Aww, a sacred cow. These people are so batshit they make Raelians or even the devotees of Ramtha seem traditionalist. But, anyway, the overriding concern is an aggressive Israel, an altogether other sacred cow; far more Apis than Daisy. Watch, for instance, how the co-conspirators try to sink their fangs into Juan Cole. Slightly more sophisticated than Norman Podhoretz who coined the smear-tactic formula that either one blanketly support Israel or one be anti-Semitic, the Volokhian instead uses other devices that should be apparent to anyone who reads the hachetry; regardless, his aim is decidedly Pod-like, despite how he titled the entry. At any rate, who are the moral criminals here? The American Likudniks have made common-cause with the fundamentalists, the Rapturists, who comprise the most anti-Semitic bloc in America that still has any political capital. That they do this, as well as frequently fling the smear of anti-Semite to leftists who expose their bizarre and nasty alliance, in fact actually trivialises anti-Semitism. Though I'm goy as far as I know, if I remember correctly, the Jewish equivalent of the black "Uncle Tom" is an "Uncle Sal", which the Likudniks have managed to become in the largest way possible. For the sake of Israel, Likudniks are willing to be used by anti-Semite fundies and Rapturists who are convinced that when their payoff comes, their Likudnik comrades will accept Jebus or die. The result can't explain the decision for Iraq War wholly, but can explain some part; it can, however, wholly explain the support for it.

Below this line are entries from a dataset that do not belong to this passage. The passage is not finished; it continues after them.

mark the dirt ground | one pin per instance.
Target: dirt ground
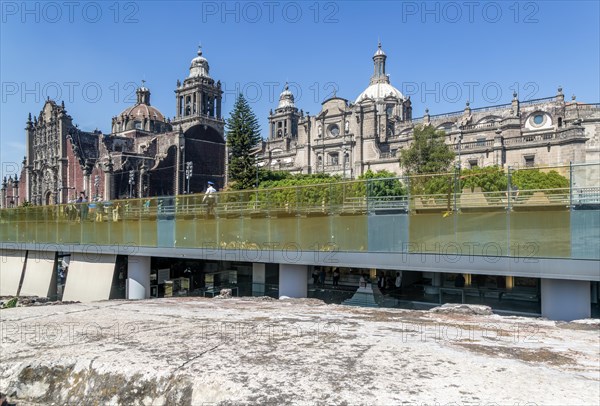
(195, 351)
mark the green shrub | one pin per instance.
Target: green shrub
(532, 179)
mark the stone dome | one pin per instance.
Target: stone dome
(141, 116)
(141, 111)
(379, 51)
(379, 91)
(286, 98)
(199, 66)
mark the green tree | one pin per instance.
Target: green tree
(427, 154)
(243, 134)
(380, 184)
(534, 179)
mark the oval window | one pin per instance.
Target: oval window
(334, 130)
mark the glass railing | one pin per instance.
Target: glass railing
(541, 212)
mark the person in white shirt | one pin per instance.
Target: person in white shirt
(398, 282)
(209, 197)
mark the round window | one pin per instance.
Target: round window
(334, 130)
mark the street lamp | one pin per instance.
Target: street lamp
(189, 168)
(131, 182)
(96, 184)
(344, 152)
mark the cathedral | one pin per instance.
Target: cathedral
(348, 138)
(145, 154)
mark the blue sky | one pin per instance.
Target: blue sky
(92, 54)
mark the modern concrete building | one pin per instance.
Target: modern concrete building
(533, 252)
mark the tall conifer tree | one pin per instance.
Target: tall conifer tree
(243, 135)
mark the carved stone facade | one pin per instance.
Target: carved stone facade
(348, 138)
(145, 154)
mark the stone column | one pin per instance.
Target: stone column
(138, 277)
(141, 179)
(108, 180)
(3, 194)
(258, 279)
(498, 147)
(293, 280)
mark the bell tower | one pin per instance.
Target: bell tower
(198, 99)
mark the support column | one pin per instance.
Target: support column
(258, 279)
(138, 277)
(565, 300)
(293, 280)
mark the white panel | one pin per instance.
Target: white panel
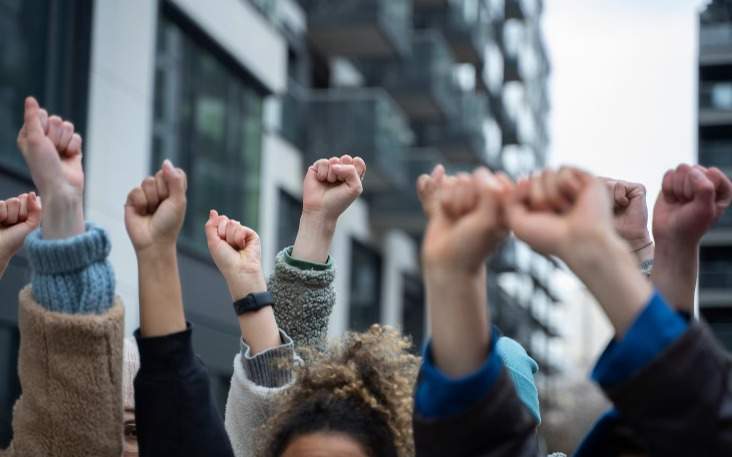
(245, 34)
(117, 143)
(400, 256)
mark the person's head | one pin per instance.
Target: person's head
(130, 367)
(355, 401)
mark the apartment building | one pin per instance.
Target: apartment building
(715, 149)
(244, 94)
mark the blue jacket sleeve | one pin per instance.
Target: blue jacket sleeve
(654, 330)
(437, 395)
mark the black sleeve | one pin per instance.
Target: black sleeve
(174, 411)
(681, 404)
(496, 426)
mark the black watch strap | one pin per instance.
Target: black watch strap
(253, 302)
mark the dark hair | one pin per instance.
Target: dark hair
(346, 416)
(361, 387)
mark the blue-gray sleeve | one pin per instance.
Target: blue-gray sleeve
(72, 275)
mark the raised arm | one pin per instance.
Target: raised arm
(302, 284)
(691, 200)
(465, 404)
(71, 327)
(175, 413)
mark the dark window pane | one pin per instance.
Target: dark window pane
(413, 320)
(208, 120)
(288, 219)
(365, 299)
(23, 28)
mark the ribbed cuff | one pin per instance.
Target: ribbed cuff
(165, 355)
(304, 264)
(72, 275)
(271, 368)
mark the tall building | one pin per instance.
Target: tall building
(715, 149)
(244, 94)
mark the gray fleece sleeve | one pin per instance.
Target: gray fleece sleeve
(304, 299)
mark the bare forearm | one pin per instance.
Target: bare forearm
(63, 216)
(161, 301)
(459, 320)
(675, 270)
(611, 274)
(314, 238)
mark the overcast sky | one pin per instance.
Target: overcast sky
(623, 85)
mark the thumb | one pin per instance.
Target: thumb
(175, 178)
(349, 174)
(32, 117)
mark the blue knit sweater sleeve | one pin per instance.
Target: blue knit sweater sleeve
(72, 275)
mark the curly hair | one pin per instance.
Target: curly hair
(362, 387)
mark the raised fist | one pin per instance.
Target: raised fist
(237, 253)
(560, 212)
(466, 221)
(630, 214)
(692, 199)
(18, 217)
(331, 185)
(155, 210)
(52, 151)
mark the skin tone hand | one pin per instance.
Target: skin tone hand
(568, 214)
(630, 216)
(18, 217)
(52, 151)
(465, 226)
(237, 253)
(692, 199)
(154, 215)
(329, 188)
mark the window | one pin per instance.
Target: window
(413, 309)
(288, 219)
(44, 51)
(365, 298)
(208, 120)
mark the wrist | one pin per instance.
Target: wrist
(242, 285)
(63, 215)
(314, 237)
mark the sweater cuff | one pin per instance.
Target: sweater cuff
(654, 330)
(271, 368)
(438, 396)
(72, 275)
(304, 264)
(165, 355)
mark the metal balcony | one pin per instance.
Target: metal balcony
(403, 210)
(364, 122)
(465, 24)
(357, 28)
(715, 44)
(422, 83)
(462, 138)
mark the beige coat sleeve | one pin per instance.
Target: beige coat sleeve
(70, 374)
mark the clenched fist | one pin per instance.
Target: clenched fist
(18, 217)
(52, 150)
(466, 221)
(237, 253)
(155, 210)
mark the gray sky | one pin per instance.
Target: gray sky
(623, 86)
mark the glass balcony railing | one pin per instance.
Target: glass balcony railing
(716, 154)
(357, 28)
(716, 95)
(422, 83)
(466, 26)
(364, 122)
(462, 138)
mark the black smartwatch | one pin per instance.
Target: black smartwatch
(253, 302)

So the self-coronation a few days ago is not just that of the Holy Moron Emperor (making Ariel Sharon, I suppose, a Doge) but of a Dear Leader whom many of his constituents hope will bring the Rapture and midwife the birth of baby Jesus who of course cries when Rod and Todd lie but more importantly is coming, in peace, to kill all non-believers including the Likudniks who are helping Jesus's pals hasten His arrival. Holy Moron Emperor (who at least looks as inbred as the average Hapsburg) will preside over an unprecedented attack on the environment, will dutifully follow the anti-U.N. joint sentiment of the Likudnik-Rapturist Pact (one because the U.N. doesn't care for Israel's apartheid, the other because the U.N. is the anti-Christ; in stereo with a shrillness that a Montana Militiaman only wishes he could manage), and make way for protection of Western property -- forget real democracy -- and then, presumably, Armageddon in the Middle East.

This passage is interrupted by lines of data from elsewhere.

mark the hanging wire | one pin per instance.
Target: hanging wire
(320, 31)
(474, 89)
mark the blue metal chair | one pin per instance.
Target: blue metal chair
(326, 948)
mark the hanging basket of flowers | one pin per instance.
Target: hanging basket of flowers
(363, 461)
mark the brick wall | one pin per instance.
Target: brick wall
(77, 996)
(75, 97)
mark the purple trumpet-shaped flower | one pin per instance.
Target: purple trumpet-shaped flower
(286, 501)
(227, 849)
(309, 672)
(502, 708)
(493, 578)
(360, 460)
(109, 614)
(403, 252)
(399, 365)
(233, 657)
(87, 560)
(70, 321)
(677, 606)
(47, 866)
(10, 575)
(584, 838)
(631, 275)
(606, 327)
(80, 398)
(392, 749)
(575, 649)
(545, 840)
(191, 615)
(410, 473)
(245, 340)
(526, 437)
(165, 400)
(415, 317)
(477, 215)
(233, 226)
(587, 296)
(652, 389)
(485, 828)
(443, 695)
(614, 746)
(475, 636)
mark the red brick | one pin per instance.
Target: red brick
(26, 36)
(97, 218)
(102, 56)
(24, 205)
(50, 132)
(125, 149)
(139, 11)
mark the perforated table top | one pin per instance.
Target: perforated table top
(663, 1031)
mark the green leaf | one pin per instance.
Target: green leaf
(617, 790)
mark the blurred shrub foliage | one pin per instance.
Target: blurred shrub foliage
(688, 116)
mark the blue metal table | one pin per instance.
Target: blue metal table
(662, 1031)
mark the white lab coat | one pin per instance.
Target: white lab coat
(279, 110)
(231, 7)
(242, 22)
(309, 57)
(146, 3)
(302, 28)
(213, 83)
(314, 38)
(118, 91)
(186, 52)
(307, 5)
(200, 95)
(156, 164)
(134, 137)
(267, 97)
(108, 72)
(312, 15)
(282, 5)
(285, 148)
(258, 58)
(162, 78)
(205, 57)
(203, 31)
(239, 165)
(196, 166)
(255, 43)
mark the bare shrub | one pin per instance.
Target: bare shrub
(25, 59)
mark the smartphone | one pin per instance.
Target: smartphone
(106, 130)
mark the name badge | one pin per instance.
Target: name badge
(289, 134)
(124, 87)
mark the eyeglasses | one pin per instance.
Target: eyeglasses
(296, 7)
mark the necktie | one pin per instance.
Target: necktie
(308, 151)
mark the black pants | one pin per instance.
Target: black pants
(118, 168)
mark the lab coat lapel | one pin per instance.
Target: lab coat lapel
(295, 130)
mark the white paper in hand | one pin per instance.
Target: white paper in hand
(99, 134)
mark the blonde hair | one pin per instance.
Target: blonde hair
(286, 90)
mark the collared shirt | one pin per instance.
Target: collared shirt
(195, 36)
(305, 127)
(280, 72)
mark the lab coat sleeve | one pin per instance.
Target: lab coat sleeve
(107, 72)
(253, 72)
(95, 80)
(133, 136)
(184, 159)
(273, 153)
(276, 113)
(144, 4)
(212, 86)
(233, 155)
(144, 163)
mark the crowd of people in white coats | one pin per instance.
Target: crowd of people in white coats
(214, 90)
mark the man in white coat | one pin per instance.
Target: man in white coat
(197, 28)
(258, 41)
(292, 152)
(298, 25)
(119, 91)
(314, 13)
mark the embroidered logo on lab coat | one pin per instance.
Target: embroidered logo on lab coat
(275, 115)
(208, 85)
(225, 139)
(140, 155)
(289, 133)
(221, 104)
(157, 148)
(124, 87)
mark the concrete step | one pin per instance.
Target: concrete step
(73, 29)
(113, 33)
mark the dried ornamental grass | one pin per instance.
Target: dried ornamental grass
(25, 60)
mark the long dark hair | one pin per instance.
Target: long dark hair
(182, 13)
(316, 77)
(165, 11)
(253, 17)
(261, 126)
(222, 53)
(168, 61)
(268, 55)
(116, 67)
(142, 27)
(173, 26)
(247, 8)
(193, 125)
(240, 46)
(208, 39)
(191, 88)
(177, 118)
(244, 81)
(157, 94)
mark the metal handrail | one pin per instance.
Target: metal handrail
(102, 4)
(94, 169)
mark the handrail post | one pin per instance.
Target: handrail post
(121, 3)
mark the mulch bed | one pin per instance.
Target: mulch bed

It is all, manifestly, a perfect fucking mess. But it need not -- must not -- be our destiny.

*Edit -- Whew. It just rolled out. But I really didn't mean to make an effort. Anyway, since I went that far, I might as well mention that the speech itself was written by well-known hacks who then praised it -- yes, to high heaven -- without mentioning that they'd help write it. See here, here, here, and here. This is an old trick, of course, first played by the quintessential nerd George F. Will in the early Reagan era. But naturally no one in the media pays attention, and these rightwing nutcases have the temerity to accuse Kos of being an unethical blogger.

I cleaned up a sentence and reworded a clause for clarity.

Also, I edited-in the NYR link and except, which I'd overlooked in my notes.

And corrected some spelling and typos screw-ups.

AND yet another edit: took out an unnecessary "the", and added an adjective.